Baltimore has experienced a bounty of Bach, Beethoven and Brahms, among others, in recent days.
My favorite experience came Sunday evening when Shriver Hall Concert Series presented the Scharoun Ensemble Berlin, a chamber group comprising (mostly) of members of the famed Berlin Philharmonic. It's always uplifting to be in the presence of musicians who are at the top of their game.
Brahms' Clarinet Quintet, a piece infused with twilight, received a performance of commendable sensitivity, where the spaces between phrases emerged as meaningfully as any of the notes.
This was every bit an ensemble effort. Clarinetist Alexander Bader did not so much blend smoothly with the strings as blend into them, creating an exceptionally cohesive tonal palette. He and his colleagues burrowed into the score with a keen appreciation for its thematic and emotional connections.
The remainder of the program was devoted to Beethoven's airy Septet, which inspired a performance filled with color, vibrancy and, in the jaunty movements, terrific rhythmic snap. Violinist Alexander Sitkovetsky, cellist Jakob Spahn and bassoonist Mor Biron made especially impressive contributions, but, like the Brahms, this was a case of uniform effort.

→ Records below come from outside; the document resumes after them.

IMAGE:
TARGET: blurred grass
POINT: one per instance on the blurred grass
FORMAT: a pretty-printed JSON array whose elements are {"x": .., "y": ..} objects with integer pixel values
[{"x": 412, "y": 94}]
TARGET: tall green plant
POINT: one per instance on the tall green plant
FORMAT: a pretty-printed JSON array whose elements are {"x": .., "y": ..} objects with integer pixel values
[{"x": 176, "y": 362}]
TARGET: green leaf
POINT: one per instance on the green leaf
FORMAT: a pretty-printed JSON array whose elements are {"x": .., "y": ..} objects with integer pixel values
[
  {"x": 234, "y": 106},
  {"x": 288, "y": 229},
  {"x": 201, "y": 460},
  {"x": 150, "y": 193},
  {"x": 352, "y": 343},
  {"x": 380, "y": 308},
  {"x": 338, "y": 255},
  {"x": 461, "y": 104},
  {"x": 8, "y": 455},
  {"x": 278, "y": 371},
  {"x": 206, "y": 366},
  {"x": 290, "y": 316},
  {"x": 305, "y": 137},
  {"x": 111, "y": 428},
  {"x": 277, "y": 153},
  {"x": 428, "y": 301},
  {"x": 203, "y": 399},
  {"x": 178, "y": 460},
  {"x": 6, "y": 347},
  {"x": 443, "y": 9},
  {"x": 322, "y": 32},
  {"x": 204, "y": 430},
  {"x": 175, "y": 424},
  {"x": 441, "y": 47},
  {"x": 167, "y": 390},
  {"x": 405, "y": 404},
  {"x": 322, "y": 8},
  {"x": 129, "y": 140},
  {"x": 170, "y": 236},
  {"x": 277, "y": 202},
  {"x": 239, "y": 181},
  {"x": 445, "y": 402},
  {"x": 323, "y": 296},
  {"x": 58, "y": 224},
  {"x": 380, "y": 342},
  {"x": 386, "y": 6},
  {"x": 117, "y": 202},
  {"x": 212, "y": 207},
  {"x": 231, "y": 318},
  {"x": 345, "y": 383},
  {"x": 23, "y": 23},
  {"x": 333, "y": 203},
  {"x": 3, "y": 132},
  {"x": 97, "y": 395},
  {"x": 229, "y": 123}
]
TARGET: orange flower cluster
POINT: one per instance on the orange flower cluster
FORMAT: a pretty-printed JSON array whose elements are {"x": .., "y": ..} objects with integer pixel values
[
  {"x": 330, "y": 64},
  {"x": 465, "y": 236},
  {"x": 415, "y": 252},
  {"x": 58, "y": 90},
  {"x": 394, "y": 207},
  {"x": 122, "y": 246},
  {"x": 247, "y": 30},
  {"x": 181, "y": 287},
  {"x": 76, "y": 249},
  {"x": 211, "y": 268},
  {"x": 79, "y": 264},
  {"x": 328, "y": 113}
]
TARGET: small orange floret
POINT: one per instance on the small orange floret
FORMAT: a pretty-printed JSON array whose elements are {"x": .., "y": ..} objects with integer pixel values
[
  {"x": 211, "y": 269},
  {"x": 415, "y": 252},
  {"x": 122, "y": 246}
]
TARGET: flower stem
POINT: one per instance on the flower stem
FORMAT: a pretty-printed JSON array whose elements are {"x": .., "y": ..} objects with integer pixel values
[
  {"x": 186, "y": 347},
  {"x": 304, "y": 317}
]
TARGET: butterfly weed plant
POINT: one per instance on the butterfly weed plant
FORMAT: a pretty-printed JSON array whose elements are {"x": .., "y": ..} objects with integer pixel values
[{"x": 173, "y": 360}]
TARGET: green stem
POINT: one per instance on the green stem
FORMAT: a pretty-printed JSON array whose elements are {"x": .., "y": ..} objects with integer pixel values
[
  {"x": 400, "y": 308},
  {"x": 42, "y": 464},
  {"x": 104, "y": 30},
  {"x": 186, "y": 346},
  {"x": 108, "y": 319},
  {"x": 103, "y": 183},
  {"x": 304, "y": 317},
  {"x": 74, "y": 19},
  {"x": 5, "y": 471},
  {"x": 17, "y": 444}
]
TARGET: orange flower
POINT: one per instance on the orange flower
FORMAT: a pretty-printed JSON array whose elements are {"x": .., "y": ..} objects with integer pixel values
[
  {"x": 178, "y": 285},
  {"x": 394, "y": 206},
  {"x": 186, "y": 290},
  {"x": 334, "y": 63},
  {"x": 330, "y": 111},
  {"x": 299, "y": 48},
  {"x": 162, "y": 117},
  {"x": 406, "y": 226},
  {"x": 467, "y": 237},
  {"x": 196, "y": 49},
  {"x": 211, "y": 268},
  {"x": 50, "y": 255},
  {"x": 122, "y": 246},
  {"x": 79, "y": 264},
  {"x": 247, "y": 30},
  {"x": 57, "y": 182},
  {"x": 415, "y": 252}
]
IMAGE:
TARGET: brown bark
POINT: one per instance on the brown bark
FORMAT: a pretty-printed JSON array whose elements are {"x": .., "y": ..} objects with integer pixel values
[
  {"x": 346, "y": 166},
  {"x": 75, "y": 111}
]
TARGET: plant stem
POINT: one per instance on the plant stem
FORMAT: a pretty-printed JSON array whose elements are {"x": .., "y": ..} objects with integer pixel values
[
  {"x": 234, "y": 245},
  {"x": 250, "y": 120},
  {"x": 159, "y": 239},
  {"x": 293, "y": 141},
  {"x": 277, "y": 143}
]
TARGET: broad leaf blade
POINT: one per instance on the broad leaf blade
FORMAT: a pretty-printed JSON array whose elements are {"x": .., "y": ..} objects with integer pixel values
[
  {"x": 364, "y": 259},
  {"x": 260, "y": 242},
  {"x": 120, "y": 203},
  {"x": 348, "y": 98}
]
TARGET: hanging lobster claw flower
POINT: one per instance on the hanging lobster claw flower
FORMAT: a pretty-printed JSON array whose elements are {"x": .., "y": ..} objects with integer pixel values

The Scharoun Ensemble Berlin's seamless, polished music-making could have resulted in just a case of great surface appeal. These guys achieved much more, revealing a continual spark of spontaneity and expressive intensity that made all the difference.
On Sunday afternoon at Kraushaar Auditorium, the Baltimore Chamber Orchestra finished its season with something unfinished -- Schubert's Eighth -- and something pictorial, Beethoven's "Pastoral." Neither is ideal for this ensemble's modest size (and the hall's unflattering acoustics).
In addition to lacking tonal weight and sometimes cohesiveness, the Beethoven symphony also was hindered by the genteel interpretation of music director Markand Thakar (pictured in thumbnail). It was all very neat and clear, but, even the droll scherzo and bold storm movement came across as rather uneventful, unsurprising. Ultimately, more a drive-by than a tactile walk through the country.
Thakar missed the darker edges in the first movement of the Schubert score, but shaped the second very eloquently, aided by poignant solos from clarinetist William Jenken and oboist Michael Lisicky.
In between the two popular symphonies came the charming, infrequently programmed Romance by Johan Svendsen. Ivan Stefanovic was the violin soloist, offering a sweet tone and elegant phrasing, all the while smoothly backed by conductor and ensemble.
A couple years ago, as a summer season treat, members of the Baltimore Symphony performed an effective Bach-athon -- all six Bradenburgs in one evening. The program was reprised last week as a main series presentation.
Some of the personnel was different this time, but things otherwise looked and sounded very familiar Thursday night at Meyerhoff Hall, where I caught the first half. Most of the musicians again played while standing; tempos again reflected an apprecation for historically informed performance practice.
In terms of texture and technique, the account of Brandenburg No. 1 fell shy of the mark, but there was an amiable sweep to the music-making. In No. 4, violinist/leader Madeline Adkins and flutists Emily Skala and Marcia Kamper phrased with admirable finesse.
A string group led by violinist Jonathan Carney did shining work in No. 3, maintaining cohesion and color even during the supersonic dash through the finale. Carney vividly filled in the blanks of the Adagio (just two cadential chords in the manuscript), sensitively backed by Lura Johnson on the harpsichord.